最近生きる気力なくしてきた。そうだ、天国へ行こう。

※もちろん冗談です(笑)




 時雨町のほぼ中心地にある商店街は、人で溢れていた。


 休日、というのも理由の一つだろうが、この時雨町という町はそれなりに近代的であるし自然も豊富なので暮らしやすい反面、規模が小さいため娯楽施設等の暇を潰せる場所が限られているのだ。そのため遊びに出る者は大抵町の外に出るのだが、金に余裕がなかったり電車を使うのが煩わしかったりする人達が近場で済まそうとする思考は当然のものと言える。


 そんなわけで大勢の人で賑わう商店街で、しかし、その人物が歩く周囲には一種の結界のように人がいなかった。いや、無意識の内に人々が道を譲っているのだ。


 恐ろしいほどに整った容姿に、誰もが羨むほどのすらっとした体。歩く姿はどこか凛としていて、小さな仕草にも一部の隙もない。なにより目立つのは、神々しいまでの艶やかさを見せる、長い紅色の髪。


 それは、日本でも五指に入るほどの大企業、紅グループ本家の一人娘、紅美夏に他ならなかった。

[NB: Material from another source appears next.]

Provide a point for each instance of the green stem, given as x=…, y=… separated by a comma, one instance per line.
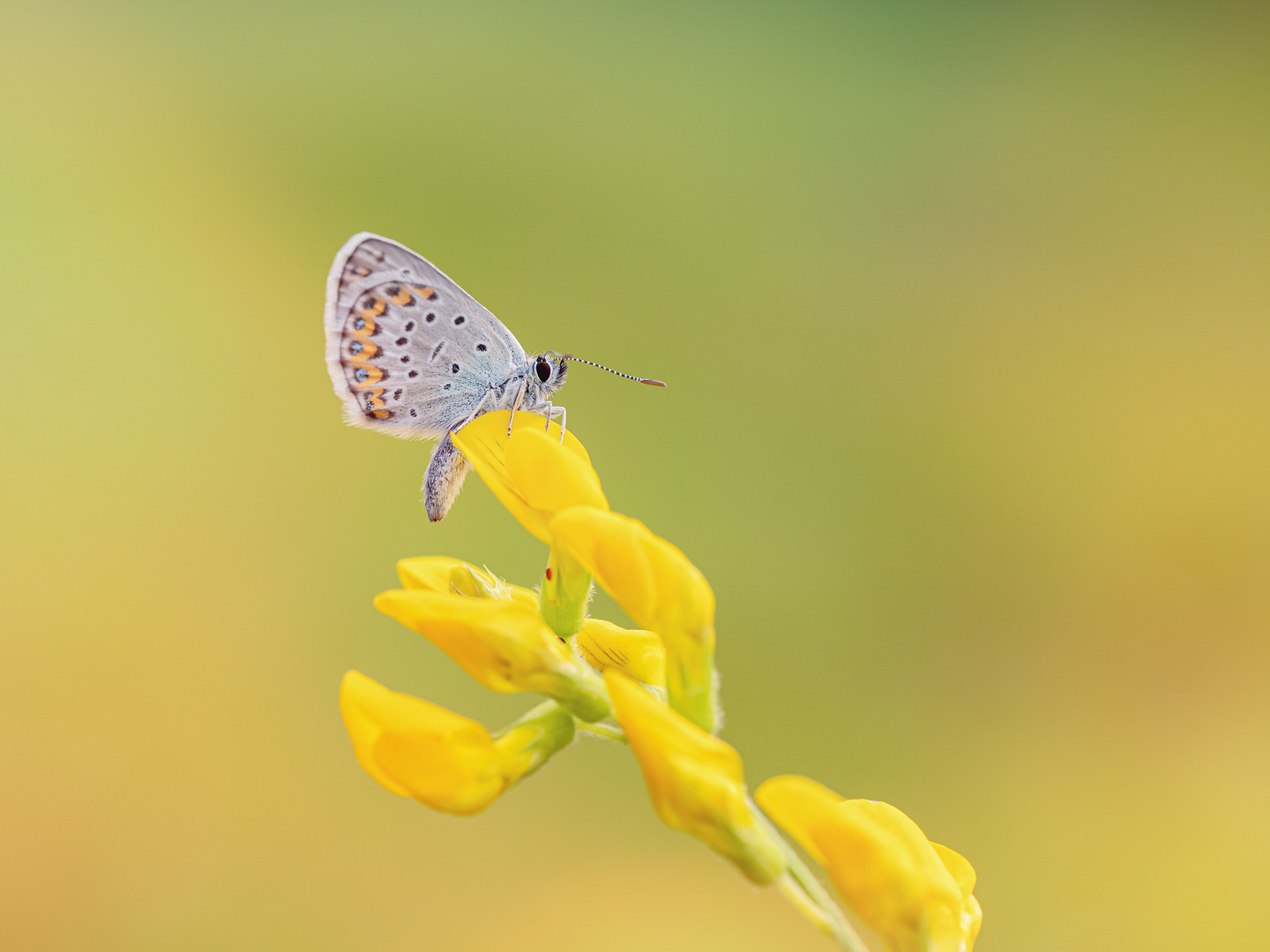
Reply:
x=800, y=888
x=602, y=730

 彼女とすれ違うものは例外なく彼女に視線を奪われ、しばしその神がかりなまでの美しさに時を忘れる。彼女はまさに、この地に舞い降りた天使に違いなかった。


 だがそんなことを当人は露知らず、ここ何日かですっかり染み付いてしまった溜息をつく。


「……結局、あれから神代くんと一回も話せて、ない」


 うぅ、と美夏は果てしない自己嫌悪に頭を抱えたくなる。


 今でもはっきりと思い出す。突然大浴場に現れた想い人。驚愕した顔にある瞳が映した生まれたままに近い姿の自分。つい口をついて出てしまった罵倒に、手加減なしのビンタ。……うん、あれは、まさしく本気の一撃だった。遠慮なしに好きな人をぶっ叩いてしまった。


 だって、しょうがないじゃない! いきなりだよ!? いきなり自分の好きな人がお風呂に現れて、あまつさえ親以外の異性に見せたことのない素肌を目に焼き付けられて、そんなの、そんなの……!

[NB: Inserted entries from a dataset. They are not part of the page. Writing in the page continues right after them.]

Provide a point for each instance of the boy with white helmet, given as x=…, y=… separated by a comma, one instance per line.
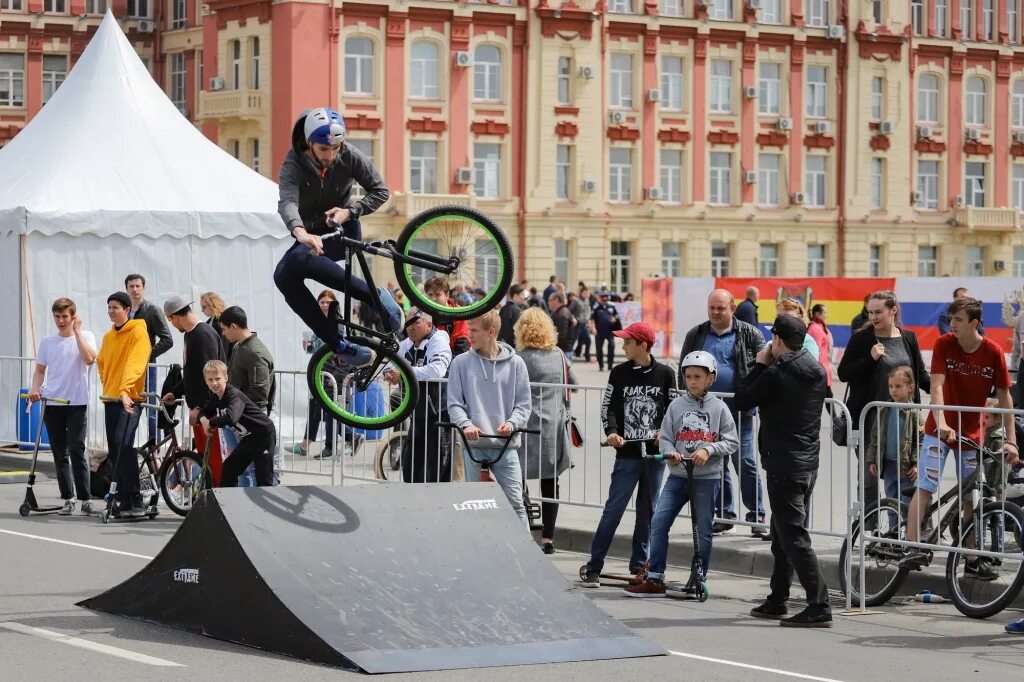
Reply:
x=700, y=427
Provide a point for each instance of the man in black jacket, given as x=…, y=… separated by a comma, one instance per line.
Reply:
x=788, y=385
x=156, y=326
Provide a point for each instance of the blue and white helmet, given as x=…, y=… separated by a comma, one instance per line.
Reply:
x=325, y=126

 ボンッ、と美夏の顔が漫画みたいに赤くなって湯気が出る。今まで男性経験がほとんどなかった初心な少女にとって、すきなひとににゅうよくしーんをもくげきされる、というのは地球の地軸がズレることぐらい大変なことらしい。……まあ、些かこの少女は度が過ぎている感が否めないが。


 兎にも角にも、道行く人々の心を奪っていく美少女は、しかしたった一人の少年のために苦悩していた。彼女の苦しみは、同じく恋する乙女にしか分からないのだろう。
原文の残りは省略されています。